Would agreeing to divorce like saying on an instant messenger that "i agree to joint custody" Considered a legal document? My wife is telling me that she can use that as me agreeing.

Just curious. We live in TN, and shes overseas.

EXAMPLE 

RX7Marsh (10:26:03 PM): I agree to joint custody.


----------



## swedish (Mar 6, 2008)

I am not an attorney, but I believe the only agreement that is official is the signed divorce agreement...up until that point, I believe everything talked about is still up for negotiation.


----------



## justean (May 28, 2008)

swedish said:


> I am not an attorney, but I believe the only agreement that is official is the signed divorce agreement...up until that point, I believe everything talked about is still up for negotiation.

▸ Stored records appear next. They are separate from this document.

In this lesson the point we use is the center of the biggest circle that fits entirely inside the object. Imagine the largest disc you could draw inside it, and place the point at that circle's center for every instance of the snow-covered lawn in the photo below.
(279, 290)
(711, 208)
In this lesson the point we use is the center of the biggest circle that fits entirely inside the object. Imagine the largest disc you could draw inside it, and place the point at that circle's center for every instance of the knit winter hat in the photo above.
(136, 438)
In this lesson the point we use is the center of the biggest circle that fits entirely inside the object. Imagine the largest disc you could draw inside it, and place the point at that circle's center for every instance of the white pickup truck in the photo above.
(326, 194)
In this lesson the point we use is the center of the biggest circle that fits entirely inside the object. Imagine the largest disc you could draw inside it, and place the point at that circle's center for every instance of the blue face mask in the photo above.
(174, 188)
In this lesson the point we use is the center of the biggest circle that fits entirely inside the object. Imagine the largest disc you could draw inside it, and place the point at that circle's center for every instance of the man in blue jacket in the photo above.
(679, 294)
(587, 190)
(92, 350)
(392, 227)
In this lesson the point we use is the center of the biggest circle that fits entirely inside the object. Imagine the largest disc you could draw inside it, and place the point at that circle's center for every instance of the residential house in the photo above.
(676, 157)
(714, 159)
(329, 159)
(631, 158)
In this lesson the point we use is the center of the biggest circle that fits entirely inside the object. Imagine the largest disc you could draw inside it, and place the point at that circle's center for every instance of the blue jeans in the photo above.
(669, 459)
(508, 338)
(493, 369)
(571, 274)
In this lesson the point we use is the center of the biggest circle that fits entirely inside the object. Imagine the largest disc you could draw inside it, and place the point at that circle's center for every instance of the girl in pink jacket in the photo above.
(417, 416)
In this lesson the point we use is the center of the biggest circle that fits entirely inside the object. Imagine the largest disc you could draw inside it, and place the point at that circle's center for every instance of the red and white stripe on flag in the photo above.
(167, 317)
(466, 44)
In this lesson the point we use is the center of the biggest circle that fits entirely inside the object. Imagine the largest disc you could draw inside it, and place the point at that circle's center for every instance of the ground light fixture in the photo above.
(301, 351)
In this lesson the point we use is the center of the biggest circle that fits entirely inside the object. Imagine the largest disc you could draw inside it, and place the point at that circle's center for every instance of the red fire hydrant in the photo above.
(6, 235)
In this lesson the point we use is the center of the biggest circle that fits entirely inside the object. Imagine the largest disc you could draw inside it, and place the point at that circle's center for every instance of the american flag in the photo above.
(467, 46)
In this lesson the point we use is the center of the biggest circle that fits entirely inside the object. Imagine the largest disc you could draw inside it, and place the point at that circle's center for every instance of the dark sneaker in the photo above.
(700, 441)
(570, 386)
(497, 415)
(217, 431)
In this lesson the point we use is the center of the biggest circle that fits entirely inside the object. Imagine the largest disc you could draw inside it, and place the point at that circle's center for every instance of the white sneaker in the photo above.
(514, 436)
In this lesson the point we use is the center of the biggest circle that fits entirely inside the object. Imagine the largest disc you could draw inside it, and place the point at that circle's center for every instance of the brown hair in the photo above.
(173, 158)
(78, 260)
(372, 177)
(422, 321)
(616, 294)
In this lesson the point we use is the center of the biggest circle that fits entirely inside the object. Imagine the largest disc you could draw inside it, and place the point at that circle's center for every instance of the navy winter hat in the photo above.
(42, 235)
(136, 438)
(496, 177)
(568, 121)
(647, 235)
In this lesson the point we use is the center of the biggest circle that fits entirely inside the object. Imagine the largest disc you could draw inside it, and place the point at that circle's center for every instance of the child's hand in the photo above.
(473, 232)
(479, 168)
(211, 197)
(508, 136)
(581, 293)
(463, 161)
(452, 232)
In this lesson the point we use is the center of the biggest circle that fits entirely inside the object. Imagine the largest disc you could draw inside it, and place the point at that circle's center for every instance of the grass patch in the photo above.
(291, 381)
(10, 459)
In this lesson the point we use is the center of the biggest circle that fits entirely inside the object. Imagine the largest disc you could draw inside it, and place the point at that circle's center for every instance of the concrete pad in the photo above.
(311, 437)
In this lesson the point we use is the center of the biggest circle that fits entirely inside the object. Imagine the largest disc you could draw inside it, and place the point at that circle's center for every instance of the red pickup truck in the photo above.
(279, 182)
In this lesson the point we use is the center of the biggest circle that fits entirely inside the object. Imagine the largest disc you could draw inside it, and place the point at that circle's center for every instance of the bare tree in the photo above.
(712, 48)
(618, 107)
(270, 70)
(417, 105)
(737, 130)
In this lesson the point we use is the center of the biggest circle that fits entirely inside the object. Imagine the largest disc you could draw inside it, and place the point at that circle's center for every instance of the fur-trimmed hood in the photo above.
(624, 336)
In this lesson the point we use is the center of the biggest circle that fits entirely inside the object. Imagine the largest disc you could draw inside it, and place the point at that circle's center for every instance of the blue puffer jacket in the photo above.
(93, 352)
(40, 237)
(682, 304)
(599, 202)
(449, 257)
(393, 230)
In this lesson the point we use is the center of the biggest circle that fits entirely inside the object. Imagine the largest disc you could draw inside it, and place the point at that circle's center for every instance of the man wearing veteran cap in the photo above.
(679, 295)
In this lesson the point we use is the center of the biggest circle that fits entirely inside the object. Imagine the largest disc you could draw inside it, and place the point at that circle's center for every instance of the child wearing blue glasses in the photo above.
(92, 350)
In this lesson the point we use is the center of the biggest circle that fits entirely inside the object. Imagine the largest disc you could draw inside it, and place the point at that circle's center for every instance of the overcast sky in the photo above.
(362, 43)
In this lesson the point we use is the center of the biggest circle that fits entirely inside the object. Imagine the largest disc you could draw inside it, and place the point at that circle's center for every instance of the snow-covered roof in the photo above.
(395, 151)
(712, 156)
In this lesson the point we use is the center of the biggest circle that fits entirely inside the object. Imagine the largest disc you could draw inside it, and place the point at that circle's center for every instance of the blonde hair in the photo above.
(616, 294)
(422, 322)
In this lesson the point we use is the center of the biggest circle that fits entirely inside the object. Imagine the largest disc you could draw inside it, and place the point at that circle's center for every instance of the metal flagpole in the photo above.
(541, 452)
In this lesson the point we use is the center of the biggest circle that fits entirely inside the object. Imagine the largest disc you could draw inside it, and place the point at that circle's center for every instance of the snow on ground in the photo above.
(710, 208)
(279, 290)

im in agreeance with this. but having been though a divorce myself, everything that was said before negotiation is nul and void. but this was my case.


----------



## swedish (Mar 6, 2008)

I think we are in agreement...I believe everything said prior to the written document does not have any legal bearing...only the final signed divorce decree with the seal of the court is official and most are worded such that any side-bar agreements (before or after this document) are not binding.


----------



## jonnydee (Jan 14, 2009)

Whew! Good to know. I've written long emails responding to her I agreed that I had caused her pain, etc etc. Naturally I was in bargaining mode (plus truly sorry for things I did 24 years ago) hoping that I was placating her anger and help us find a way to mend our fences. I'm glad those mea culpas won't be able to be used against me. 

jd


----------



## swedish (Mar 6, 2008)

When I spoke of legal bearing, I was referring to the details of an impending divorce (child support, visitation, custody, etc.) Those things can go back and forth but until the divorce decree is signed and sealed by the courts, it is up for discussion...nothing in stone from a legal standpoint. Again, not a lawyer, but this is how it played out in my case.

Grounds for divorce is another story, but typically irreconcilable differences is used as grounds when there is otherwise no abuse, infidelity, etc. I have no idea if or how taking blame would affect things going forward. My ex and I used a mediator so we met with her and came to an agreement so I did not experience a messy divorce where these things came up.


----------



## solsticebeast (Feb 17, 2009)

Actually any agreement that you two are willing to draft up, sign, and have witnesses present and also sign to verify that the agreement took place is acceptable in court. It's not just anything that's drafted through the legal process such as divorce decrees.

Courts will look more favorably on the agreement though if the witness is a notary and it has their seal on it.


----------